In the case of detection of more than one pathogen, rhino/enteroviruses (74% of co-infection cases) were involved in most combinations, followed by adenovirus (30%) and parainfluenza viruses (24%). Furthermore, the combinations of rhino/enterovirus and RSV were the most often observed among all possible combinations (22% of co-infection cases), while the combination of adeno and rhino/enterovirus was in second place (15.2% of co-infection cases).

3.1.3. Pathogen Incidence and Seasonality

Regarding the seasonal distribution of each pathogen, the monthly detection percentage of the five pathogens with the highest incidence (adenovirus, rhino/enteroviruses, SARS-CoV, and influenza A virus) is shown in Figure 2.

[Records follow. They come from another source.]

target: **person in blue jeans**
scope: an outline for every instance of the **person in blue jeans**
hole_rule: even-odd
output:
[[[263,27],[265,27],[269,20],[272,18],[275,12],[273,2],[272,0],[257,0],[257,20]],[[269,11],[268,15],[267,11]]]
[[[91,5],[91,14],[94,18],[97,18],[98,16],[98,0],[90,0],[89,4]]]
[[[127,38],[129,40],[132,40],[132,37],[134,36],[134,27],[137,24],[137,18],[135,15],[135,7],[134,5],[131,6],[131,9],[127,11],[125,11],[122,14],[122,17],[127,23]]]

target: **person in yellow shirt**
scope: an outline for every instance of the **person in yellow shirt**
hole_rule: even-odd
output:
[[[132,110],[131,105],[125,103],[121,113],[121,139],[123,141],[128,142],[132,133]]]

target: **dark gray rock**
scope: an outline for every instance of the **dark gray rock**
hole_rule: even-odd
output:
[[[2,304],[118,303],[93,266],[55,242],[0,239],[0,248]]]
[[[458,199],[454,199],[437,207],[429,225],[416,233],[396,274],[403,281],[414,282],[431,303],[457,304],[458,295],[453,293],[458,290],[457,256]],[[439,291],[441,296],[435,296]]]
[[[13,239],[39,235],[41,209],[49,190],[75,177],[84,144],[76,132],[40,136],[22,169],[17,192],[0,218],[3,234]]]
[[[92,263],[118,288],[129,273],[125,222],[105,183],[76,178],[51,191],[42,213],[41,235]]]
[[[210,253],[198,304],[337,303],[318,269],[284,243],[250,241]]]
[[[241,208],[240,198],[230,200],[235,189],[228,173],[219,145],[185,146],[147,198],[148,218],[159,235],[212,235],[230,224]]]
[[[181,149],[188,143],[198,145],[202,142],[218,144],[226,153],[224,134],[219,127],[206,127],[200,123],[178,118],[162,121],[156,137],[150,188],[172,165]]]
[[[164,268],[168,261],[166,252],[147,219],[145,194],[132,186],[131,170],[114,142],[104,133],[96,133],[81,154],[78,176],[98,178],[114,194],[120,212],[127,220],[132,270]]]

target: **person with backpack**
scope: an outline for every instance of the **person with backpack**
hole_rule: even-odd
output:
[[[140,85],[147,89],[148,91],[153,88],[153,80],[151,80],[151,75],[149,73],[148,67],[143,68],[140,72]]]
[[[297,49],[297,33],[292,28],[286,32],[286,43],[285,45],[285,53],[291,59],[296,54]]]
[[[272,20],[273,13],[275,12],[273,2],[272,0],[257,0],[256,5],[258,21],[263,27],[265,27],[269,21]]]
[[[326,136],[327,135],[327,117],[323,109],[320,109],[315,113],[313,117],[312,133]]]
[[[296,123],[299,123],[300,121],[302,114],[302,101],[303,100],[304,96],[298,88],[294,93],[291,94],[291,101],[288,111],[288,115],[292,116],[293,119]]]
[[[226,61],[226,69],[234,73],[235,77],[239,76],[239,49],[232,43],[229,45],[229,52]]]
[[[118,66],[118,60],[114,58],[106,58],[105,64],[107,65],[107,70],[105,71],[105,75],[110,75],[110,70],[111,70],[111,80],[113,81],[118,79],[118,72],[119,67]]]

3.1.4. Pathogen Incidence by Age

Among the detectable pathogens, mycoplasma was the germ with the highest mean patient age (9.3 years ± 3.9), while the lowest was observed for RSV (2 years ± 2.9). Figure 3 shows the mean age at detection for every respiratory pathogen.
Regarding further grouping into age groups (0–6, 6–12, >12 years), most inpatient cases affected children up to 6 years of age, especially during their first year of life. In the age group of 0–6-year-olds, rhino/enteroviruses (34.6% of positive cases) were the pathogens with the highest incidence, followed by RSV (18.8%). RSV was the virus accounting for most cases in infants <1 year of age (30.3% of positive cases), but rhino/enteroviruses (42%) are the predominant pathogens in the neonatal period (children up to 28 days of life).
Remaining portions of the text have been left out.